Recueil de contes populaires slaves (traduction Léger)/VI

Traduction par Louis Léger.
Ernest Leroux (p. 63-64).

VI

LA GELÉE
LE SOLEIL ET LE VENT


(CONTE DE LA RUSSIE BLANCHE)



Un jour un voyageur rencontra sur son chemin le Soleil, la Gelée et le Vent.

— Bonjour, leur cria-t-il.

— À qui de nous a-t-il dit bonjour ? se demandèrent les trois compagnons.

— À moi, dit le Soleil, car il a peur que je ne le brûle.

— À moi, dit la Gelée, car il n’a pas si peur de toi que de moi.

— Vous mentez tous les deux, réplique le Vent ; ce n’est pas vous, c’est moi que l’homme a salué.

Et les voilà partis à se disputer, à se quereller ; ils allaient en venir aux coups.

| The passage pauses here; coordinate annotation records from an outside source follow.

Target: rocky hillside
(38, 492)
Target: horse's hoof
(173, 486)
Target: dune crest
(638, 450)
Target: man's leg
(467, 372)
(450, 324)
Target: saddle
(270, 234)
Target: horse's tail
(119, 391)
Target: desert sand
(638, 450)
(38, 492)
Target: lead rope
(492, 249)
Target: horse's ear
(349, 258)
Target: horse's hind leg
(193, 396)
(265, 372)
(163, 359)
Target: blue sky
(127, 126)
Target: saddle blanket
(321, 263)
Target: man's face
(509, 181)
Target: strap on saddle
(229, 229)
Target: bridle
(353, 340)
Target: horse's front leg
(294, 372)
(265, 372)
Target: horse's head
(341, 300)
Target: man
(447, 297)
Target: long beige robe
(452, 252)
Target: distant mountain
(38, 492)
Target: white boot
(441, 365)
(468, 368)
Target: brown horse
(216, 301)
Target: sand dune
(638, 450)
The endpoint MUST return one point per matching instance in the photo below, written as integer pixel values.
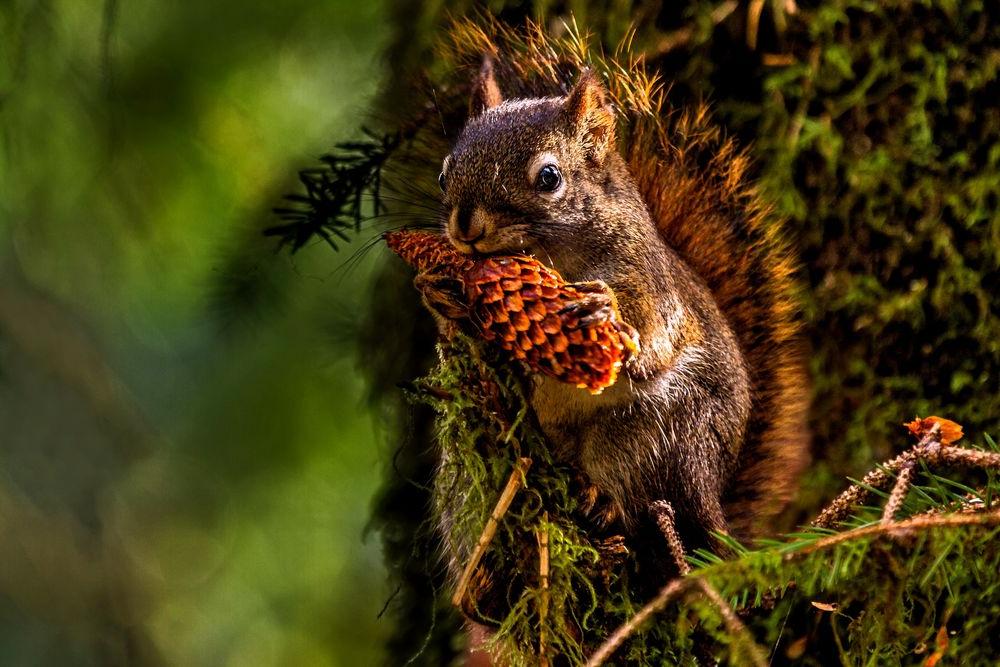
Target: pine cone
(528, 310)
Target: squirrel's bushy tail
(695, 184)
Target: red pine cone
(528, 310)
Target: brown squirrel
(709, 416)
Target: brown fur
(711, 414)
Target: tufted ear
(588, 114)
(485, 92)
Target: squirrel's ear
(588, 112)
(485, 91)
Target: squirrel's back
(694, 183)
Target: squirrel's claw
(443, 295)
(596, 304)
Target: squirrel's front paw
(444, 296)
(596, 303)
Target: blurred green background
(187, 458)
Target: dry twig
(543, 582)
(929, 449)
(666, 595)
(514, 484)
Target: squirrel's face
(527, 175)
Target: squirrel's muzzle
(467, 225)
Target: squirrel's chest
(564, 410)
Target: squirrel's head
(539, 175)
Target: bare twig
(514, 484)
(733, 624)
(899, 491)
(753, 22)
(666, 595)
(543, 582)
(928, 447)
(665, 519)
(921, 522)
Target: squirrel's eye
(548, 179)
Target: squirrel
(710, 415)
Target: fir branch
(332, 205)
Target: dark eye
(548, 179)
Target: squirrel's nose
(468, 226)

— Au surplus, s’écria le Vent, à quoi bon nous disputer ? Allons lui demander nous-mêmes à qui il a dit bonjour.

Ils courent après lui, le rattrapent et l’interrogent.

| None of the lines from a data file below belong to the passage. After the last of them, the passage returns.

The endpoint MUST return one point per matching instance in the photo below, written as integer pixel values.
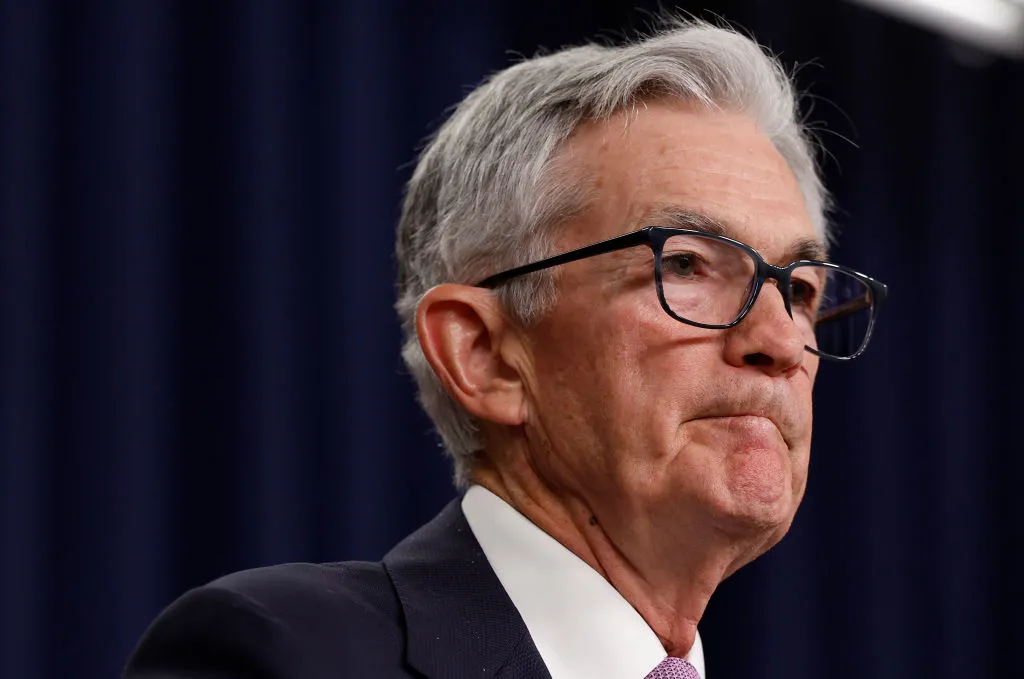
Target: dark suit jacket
(432, 608)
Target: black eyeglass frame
(655, 237)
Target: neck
(669, 586)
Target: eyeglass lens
(709, 281)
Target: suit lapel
(460, 622)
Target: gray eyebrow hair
(810, 249)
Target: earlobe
(470, 345)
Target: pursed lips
(762, 416)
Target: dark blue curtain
(199, 361)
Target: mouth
(753, 421)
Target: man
(612, 288)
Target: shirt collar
(581, 625)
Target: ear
(472, 347)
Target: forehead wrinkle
(676, 217)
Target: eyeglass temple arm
(617, 243)
(843, 310)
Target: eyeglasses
(711, 281)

— C’est au Vent, répond l’homme que j’ai dit bonjour.

— Ah ! ah ! n’avais-je pas raison, s’écrie le Vent.

— C’est comme cela, reprend le Soleil en fureur, prends garde à toi. Je vais te griller ; tu te souviendras de moi.

— Ne crains rien, crie le Vent ; il ne te grillera pas : je vais souffler et te rafraîchir.

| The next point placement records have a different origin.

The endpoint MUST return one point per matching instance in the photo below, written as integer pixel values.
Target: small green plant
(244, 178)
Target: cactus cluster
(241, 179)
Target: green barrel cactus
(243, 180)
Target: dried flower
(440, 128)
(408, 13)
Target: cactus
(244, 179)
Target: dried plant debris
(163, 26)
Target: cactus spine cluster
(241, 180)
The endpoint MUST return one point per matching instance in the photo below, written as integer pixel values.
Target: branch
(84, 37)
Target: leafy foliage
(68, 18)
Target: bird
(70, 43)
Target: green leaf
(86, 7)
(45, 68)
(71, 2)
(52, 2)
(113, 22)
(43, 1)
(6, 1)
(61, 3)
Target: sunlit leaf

— Alors, c’est moi, drôle qui me charge de te geler, s’écrie la Gelée.

— Ne t’inquiète pas, mon brave, dit le Vent, si la Gelée s’en prend à toi, je ne soufflerai pas et elle ne te fera rien ; sans le vent, le froid ne peut mordre, ni le soleil brûler avec lui.[1]

  1. On peut comparer à ce conte la fable de La Fontaine qui a pour titre : Borée et Phébus livre VI, 3.